Songwriters: Tony Martin, Wendell Mobley, Neil Thrasher
Sometimes reviewing a new Rascal Flatts single feels somewhat pointless, as it’s fairly obvious that in most cases, the new offering will neither gain the group any new fans, nor scare off any old ones. From an unbiased standpoint, I can safely say that their new single “Banjo,” (from their upcoming album Changed, due out April 3) is fairly mediocre.
To the boys credit, there are a few common pitfalls that “Banjo” manages to avoid. Lead singer Gary LeVox doesn’t reach for any unnecessary power notes, which has often been an issue with some of the trio’s most grating singles. Though the production is loud, as expected, the titular instrument is given enough of a spotlight to strip away a layer of polish, though it eventually reaches the point where the banjo is predictably overwhelmed by Rock Band-esque bass riffs.
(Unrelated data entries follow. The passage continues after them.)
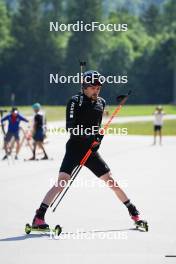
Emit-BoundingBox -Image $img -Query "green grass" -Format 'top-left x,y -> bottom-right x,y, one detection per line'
110,120 -> 176,136
107,105 -> 176,116
0,105 -> 176,121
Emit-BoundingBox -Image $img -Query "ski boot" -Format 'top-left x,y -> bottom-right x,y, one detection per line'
127,203 -> 148,232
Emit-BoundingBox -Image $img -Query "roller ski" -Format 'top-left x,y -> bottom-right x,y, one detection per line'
25,210 -> 62,236
125,200 -> 148,232
25,224 -> 62,236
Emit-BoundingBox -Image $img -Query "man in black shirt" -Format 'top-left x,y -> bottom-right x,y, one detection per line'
33,71 -> 139,228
But while such characteristics serve to make the single mildly tolerable, they don’t make the song memorable, nor do they distinguish it on any meaningful level from the rest of the group’s roster of arena-ready up-tempos. It will more than likely supply the group with another chart hit, and a high-volume set opener for their live shows, but with inane lyrics and a forgettable melody, it won’t be worth coming back to after having been replaced by the next Rascal Flatts radio hit du jour.
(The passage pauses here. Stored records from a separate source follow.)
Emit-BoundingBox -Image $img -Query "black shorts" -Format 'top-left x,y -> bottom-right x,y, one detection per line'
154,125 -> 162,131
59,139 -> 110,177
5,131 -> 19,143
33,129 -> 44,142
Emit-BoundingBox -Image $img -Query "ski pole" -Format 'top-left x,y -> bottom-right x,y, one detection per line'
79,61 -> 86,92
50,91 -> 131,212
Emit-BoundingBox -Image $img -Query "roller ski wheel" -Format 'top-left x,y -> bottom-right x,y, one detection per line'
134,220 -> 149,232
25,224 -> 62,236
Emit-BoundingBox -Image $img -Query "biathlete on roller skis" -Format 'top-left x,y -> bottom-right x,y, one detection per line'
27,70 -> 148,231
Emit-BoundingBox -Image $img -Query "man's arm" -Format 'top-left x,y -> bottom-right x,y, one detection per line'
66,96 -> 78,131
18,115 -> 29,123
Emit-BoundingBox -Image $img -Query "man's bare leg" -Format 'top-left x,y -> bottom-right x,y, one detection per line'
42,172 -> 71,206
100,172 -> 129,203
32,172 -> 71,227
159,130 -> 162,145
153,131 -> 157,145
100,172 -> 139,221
Of course, one can always argue that it’s “just a fun song,” and indeed, there’s certainly nothing wrong with a little fun. The problem is that “Banjo” lacks the defining characteristics necessary to recommend it above all the other nonthreatening “fun songs” that populate country radio It’s only good enough to be average – It’s just not good enough to be actually good. One can try to discuss it charitably, but there’s no getting past the fact that “Banjo” is nothing more than what it aspires to be – disposable radio filler that’s here today, gone tomorrow.